“Un passo fondamentale per raggiungere i nostri obiettivi strategici della crescita redditizia in Italia”. Così Ivana Sambo, portavoce di Swisscom, commenta a Ticinonews l’annuncio dell’acquisizione di Vodafone da parte dell’operatore telecom svizzero. “Grazie a questa combinazione tra la nostra affiliata Fastweb (rete fissa) e Vodafone (mobile), abbiamo un operatore convergente davvero molto forte”. Inoltre “la transazione aiuta anche noi perché fa crescere i nostri utili e in futuro farà aumentare anche i dividendi per la Svizzera". E questa "è una buona notizia anche per la Confederazione”.
La questione tagli
La domanda che ora molti si pongono è se sono previsti dei tagli al personale. "Per quanto riguarda le infrastrutture no, mentre se nel back office possa esserci qualche fluttuazione è difficile da dire", riprende Sambo. Attualmente "è complicato fare previsioni, anche perché, come detto, Vodafone è un’azienda mobile, mentre Fastweb è fissa. Si vedrà man mano che la ditta diventerà completamente operativa”.

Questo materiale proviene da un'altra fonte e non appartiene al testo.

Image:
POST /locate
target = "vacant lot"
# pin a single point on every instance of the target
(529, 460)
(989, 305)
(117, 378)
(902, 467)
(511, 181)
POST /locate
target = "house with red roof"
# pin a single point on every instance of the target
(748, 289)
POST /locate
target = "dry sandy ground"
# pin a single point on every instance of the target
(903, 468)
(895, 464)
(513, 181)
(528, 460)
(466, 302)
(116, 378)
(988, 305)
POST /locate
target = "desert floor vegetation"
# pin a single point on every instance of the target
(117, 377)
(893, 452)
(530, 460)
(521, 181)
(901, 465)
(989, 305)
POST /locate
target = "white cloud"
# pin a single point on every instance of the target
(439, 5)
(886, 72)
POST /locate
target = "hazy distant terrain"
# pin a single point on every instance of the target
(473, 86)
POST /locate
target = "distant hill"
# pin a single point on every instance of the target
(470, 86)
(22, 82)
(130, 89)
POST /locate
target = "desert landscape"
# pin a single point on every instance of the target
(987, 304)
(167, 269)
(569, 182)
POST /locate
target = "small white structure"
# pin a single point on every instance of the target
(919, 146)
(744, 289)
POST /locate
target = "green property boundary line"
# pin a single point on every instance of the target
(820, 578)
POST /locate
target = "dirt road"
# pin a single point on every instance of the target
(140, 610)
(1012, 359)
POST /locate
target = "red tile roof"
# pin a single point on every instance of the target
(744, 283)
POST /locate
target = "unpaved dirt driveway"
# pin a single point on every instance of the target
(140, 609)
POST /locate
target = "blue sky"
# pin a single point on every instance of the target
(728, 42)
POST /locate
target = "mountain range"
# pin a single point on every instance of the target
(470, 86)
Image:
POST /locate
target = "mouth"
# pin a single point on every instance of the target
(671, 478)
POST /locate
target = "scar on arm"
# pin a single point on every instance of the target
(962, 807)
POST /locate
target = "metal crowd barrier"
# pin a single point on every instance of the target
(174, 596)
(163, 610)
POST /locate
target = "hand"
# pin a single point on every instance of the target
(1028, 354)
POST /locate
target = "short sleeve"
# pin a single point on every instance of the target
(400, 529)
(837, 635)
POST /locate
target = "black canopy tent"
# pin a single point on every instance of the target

"Privatizzazione? Una discussione a cui non partecipiamo"
Per quanto concerne il lavoro di Swisscom in Svizzera “noi proseguiamo con la nostra strategia di espansione della banda larga e con i nostri progetti che fanno parte degli obiettivi strategici fornitici dalla Confederazione”. Confederazione che prende atto di questa operazione e, pur mettendo dei paletti, dà il suo benestare. “Ci mette dei paletti, sì. Sarà poi la politica a stabilire come e cosa, ma noi siamo assolutamente convinti che ci sia un vantaggio anche per la Svizzera, anche in termini di dividendi più alti e quindi di un maggiore guadagno”. Naturalmente “sappiamo che ci sono partiti secondo cui bisognerebbe privatizzare Swisscom, ma questa è una discussione a cui attualmente non partecipiamo, perché per noi va bene sia lo stato attuale sia un’eventuale privatizzazione. Sarà la politica a decidere”, conclude Sambo.